What is Marfan syndrome that has dashed Isaiah Austin’s NBA dreams

Isaiah Austin |Google Images
Isaiah Austin |Google Images

WASHINGTON, June 24, 2014 — Marfan syndrome is a genetic disorder that often results in long arms, legs and fingers, and in a tall and lanky body type. One in 5,000 people are affected, including men and women and people of every race and ethnic group. Isaiah Austin, the former Baylor center whose career path seemed to lead directly to the NBA, has been diagnosed with Marfan syndrome.

Austin was diagnosed this weekend after a standard EKG test revealed an abnormality. Marfan syndrome can produce enlargement of the aorta, the artery carrying blood from the heart to every other part of the body. Aortic enlargement in people with Marfan syndrome can be progressive, and it is the most lethal result of the disease.

After the EKG raises a warning flag, further genetic testing shows the markers for Marfan syndrome. The syndrome is usually inherited, though it arises as a spontaneous mutation in one-out-of-four people affected. The defect is in the FBN1 gene that produces fibrillin-1, a protein that links to other molecules of fibrillin-1 and other proteins to produce long, elastic strands called microfibrils, which allow skin, ligaments and blood vessels to stretch. They also provide support for muscles, nerves, and the lens of the eye. There are over a thousand different mutations to the FBN1 gene that can produce Marfan syndrome.

Antoine Marfan, a French pediatrician, first described the disease in 1896.

These elastic strands are found throughout the body, so the effects of Marfan syndrome can be diverse and interfere with the proper functioning of the entire musculoskeletal and cardiovascular systems. The severity differs from person to person. Some people live to a comfortable old age with Marfan syndrome; others, like athletes and others who engage in physically strenuous activities, can die suddenly from aortic failure.

Flo Hyman, the star of Daiei, was the best American woman volleyball player ever. She was competing over the winter in a top Japanese league when, on Friday, January 24, 1986, she sat down on the bench, slid to the floor, and was pronounced dead of a heart attack. An autopsy performed at the request of Hyman’s family showed that this strong, 6-foot-5-inch, 31-year-old athlete actually died from a ruptured aorta, caused by Marfan syndrome.

The obvious identifying features of Marfan syndrome include the extreme tallness and long limbs already described, but they also include deformities of the breastbone — in some cases protruded, or pigeon-breasted, and in other cases indented — nearsightedness, curved spine, crowded teeth, and flat feet.

While some have argued that Abraham Lincoln suffered from Marfan syndrome, physicians consider the diagnosis unlikely; Lincoln did not have a history of cardiovascular episodes or eye problems.

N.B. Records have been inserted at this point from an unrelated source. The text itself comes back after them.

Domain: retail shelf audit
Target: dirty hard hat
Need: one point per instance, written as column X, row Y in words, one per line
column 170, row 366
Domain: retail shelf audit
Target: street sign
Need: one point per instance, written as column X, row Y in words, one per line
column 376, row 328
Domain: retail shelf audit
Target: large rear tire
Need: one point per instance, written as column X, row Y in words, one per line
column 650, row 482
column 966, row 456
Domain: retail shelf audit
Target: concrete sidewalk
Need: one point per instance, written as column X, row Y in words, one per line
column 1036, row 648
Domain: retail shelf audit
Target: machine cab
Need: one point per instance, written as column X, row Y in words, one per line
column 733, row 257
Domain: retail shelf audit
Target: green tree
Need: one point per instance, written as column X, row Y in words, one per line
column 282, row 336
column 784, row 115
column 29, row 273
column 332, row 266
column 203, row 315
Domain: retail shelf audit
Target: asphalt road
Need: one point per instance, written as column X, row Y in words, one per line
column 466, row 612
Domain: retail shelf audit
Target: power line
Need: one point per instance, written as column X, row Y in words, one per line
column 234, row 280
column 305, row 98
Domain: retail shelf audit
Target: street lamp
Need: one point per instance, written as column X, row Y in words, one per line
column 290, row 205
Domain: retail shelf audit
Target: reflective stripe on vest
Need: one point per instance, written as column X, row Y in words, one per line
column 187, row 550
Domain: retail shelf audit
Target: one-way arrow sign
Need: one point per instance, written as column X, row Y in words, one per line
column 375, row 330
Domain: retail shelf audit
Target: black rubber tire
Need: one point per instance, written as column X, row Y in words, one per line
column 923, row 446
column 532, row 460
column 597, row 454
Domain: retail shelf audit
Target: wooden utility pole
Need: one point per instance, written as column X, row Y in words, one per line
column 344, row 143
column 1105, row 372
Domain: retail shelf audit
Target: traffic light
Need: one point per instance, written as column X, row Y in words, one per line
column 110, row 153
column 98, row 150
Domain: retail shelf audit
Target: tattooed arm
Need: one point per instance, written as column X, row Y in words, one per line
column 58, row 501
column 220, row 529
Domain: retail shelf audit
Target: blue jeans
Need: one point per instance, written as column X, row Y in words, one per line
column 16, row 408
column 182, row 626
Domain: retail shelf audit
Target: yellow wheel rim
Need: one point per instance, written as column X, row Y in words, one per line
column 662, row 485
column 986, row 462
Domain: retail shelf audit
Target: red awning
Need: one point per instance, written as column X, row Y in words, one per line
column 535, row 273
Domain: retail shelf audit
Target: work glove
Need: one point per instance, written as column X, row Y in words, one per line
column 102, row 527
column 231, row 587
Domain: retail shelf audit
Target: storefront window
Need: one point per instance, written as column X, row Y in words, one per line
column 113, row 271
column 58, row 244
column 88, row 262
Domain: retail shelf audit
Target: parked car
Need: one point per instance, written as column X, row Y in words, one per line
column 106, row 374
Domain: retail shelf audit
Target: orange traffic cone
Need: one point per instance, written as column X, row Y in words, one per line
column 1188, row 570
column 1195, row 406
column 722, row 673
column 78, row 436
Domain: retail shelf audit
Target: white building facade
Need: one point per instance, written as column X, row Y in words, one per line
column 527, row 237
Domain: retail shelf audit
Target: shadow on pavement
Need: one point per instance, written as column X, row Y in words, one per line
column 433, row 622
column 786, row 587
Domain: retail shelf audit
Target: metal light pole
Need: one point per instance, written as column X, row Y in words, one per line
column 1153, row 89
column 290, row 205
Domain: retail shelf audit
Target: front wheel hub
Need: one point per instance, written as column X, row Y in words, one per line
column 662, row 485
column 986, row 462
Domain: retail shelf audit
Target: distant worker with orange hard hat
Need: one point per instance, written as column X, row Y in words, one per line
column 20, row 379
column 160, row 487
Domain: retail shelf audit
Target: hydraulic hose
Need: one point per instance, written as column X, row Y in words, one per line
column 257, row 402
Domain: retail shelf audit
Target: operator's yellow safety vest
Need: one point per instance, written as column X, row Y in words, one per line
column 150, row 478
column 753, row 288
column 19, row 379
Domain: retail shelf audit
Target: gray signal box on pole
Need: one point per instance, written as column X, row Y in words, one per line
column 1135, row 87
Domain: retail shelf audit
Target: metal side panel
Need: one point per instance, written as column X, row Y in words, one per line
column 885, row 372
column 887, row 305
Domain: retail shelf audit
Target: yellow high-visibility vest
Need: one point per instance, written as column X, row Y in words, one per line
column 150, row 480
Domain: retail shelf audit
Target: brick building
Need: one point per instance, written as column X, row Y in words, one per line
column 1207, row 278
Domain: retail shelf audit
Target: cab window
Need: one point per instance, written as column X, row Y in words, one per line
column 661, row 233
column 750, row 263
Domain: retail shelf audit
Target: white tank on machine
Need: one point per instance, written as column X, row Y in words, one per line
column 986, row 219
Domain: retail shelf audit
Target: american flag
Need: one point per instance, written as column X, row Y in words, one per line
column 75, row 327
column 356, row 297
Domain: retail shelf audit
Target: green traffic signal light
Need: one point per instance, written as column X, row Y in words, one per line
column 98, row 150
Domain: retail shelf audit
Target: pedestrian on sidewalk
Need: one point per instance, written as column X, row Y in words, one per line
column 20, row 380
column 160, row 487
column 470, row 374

Hyman was nearsighted and wore glasses off the court. Lincoln’s long fingers and unusual height — he was 6’4″ — are what suggest to some that he suffered from the syndrome. It has also been suggested that the long fingers that helped account for Niccolò Paganini’s dexterity on the violin were the result of Marfan syndrome.

Unusual height, long fingers and nearsightedness do not mean you have Marfan syndrome — it affects only one person in 5,000, and there are many reasons a person may be tall — and there is no simple test — blood test, biopsy, or EKG, for example — for the syndrome.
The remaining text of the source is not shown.